Cuando Guillermo Kahlo construyó la casa de Coyoacán, era un fotógrafo de éxito a quien el Gobierno mexicano acababa de encargar el registro del patrimonio arquitectónico de la nación. Era un logro extraordinario para un hombre que había llegado a México sin grandes perspectivas solo trece años antes. Sus padres, Jakob Heinrich Kahlo y Henriette Kaufmann Kahlo, eran judíos húngaros de Arad, ahora parte de Rumanía. Emigraron a Alemania y se establecieron en Baden-Baden, donde nació Wilhelm en 1872. Jakob Kahlo era joyero y también comerciaba con artículos fotográficos. Cuando llegó el momento, era suficientemente rico para mandar a su hijo a estudiar en la Universidad de Nuremberg.
Alrededor de 1890, la prometedora carrera del estudiante Wilhelm Kahlo finalizó antes de haber comenzado: el joven sufrió lesiones cerebrales a causa de una caída y empezó a padecer ataques epilépticos. Su madre murió más o menos al mismo tiempo, y su padre se volvió a casar con una mujer con la que Wilhelm simpatizaba. En 1891 el padre le dio a su hijo, de diecinueve años, suficiente dinero para pagar el pasaje a México; Wilhelm cambió su nombre a Guillermo y no regresó jamás a su país de origen.
Llegó a la Ciudad de México casi sin dinero y con pocas posesiones. A través de sus contactos con otros inmigrantes alemanes, encontró trabajo como cajero en la Cristalería Loeb.
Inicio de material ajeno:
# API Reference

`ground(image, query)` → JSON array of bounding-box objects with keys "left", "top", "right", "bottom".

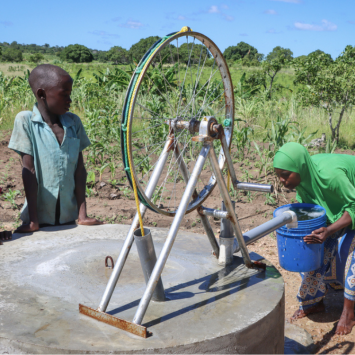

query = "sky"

[{"left": 0, "top": 0, "right": 355, "bottom": 58}]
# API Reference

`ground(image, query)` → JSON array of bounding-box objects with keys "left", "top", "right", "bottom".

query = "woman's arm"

[{"left": 303, "top": 211, "right": 352, "bottom": 244}]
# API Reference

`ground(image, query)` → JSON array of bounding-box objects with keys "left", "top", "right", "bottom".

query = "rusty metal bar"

[{"left": 79, "top": 304, "right": 149, "bottom": 338}]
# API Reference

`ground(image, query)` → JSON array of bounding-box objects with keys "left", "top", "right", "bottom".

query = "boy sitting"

[{"left": 9, "top": 64, "right": 102, "bottom": 233}]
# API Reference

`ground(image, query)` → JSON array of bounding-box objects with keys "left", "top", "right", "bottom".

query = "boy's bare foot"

[
  {"left": 0, "top": 231, "right": 12, "bottom": 245},
  {"left": 335, "top": 298, "right": 355, "bottom": 335},
  {"left": 14, "top": 222, "right": 39, "bottom": 233},
  {"left": 290, "top": 300, "right": 325, "bottom": 323},
  {"left": 78, "top": 217, "right": 105, "bottom": 226}
]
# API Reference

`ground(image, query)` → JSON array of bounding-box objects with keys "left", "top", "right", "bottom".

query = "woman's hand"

[{"left": 303, "top": 227, "right": 330, "bottom": 244}]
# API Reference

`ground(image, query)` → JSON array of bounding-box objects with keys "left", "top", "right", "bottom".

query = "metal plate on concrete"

[{"left": 0, "top": 225, "right": 284, "bottom": 353}]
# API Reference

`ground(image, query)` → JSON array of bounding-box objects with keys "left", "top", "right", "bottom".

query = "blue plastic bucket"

[{"left": 274, "top": 203, "right": 327, "bottom": 272}]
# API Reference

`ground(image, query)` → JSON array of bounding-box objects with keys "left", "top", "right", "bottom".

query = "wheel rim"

[{"left": 121, "top": 31, "right": 234, "bottom": 216}]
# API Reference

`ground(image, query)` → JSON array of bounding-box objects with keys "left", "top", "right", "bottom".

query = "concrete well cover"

[{"left": 0, "top": 225, "right": 284, "bottom": 353}]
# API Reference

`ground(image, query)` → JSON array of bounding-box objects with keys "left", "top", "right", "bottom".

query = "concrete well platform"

[{"left": 0, "top": 225, "right": 285, "bottom": 353}]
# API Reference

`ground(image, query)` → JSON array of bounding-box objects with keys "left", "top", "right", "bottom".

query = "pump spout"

[{"left": 234, "top": 211, "right": 297, "bottom": 253}]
Más tarde ocupó el puesto de vendedor en una librería. Finalmente, trabajó en una joyería llamada La Perla, cuyos dueños eran compatriotas con los que había viajado de Alemania a México.
En 1894 se casó con una mujer mexicana que murió cuatro años después al dar a luz a su segunda hija. Entonces, se enamoró de Matilde Calderón, una compañera de trabajo de La Perla. Frida contó la historia así: ‘‘La noche en que murió su esposa mi padre llamó a mi abuela Isabel, que llegó con mi madre. Ella y mi padre trabajaban en la misma tienda, se tenían confianza. Él estaba enamorado de ella y más tarde se casaron’’.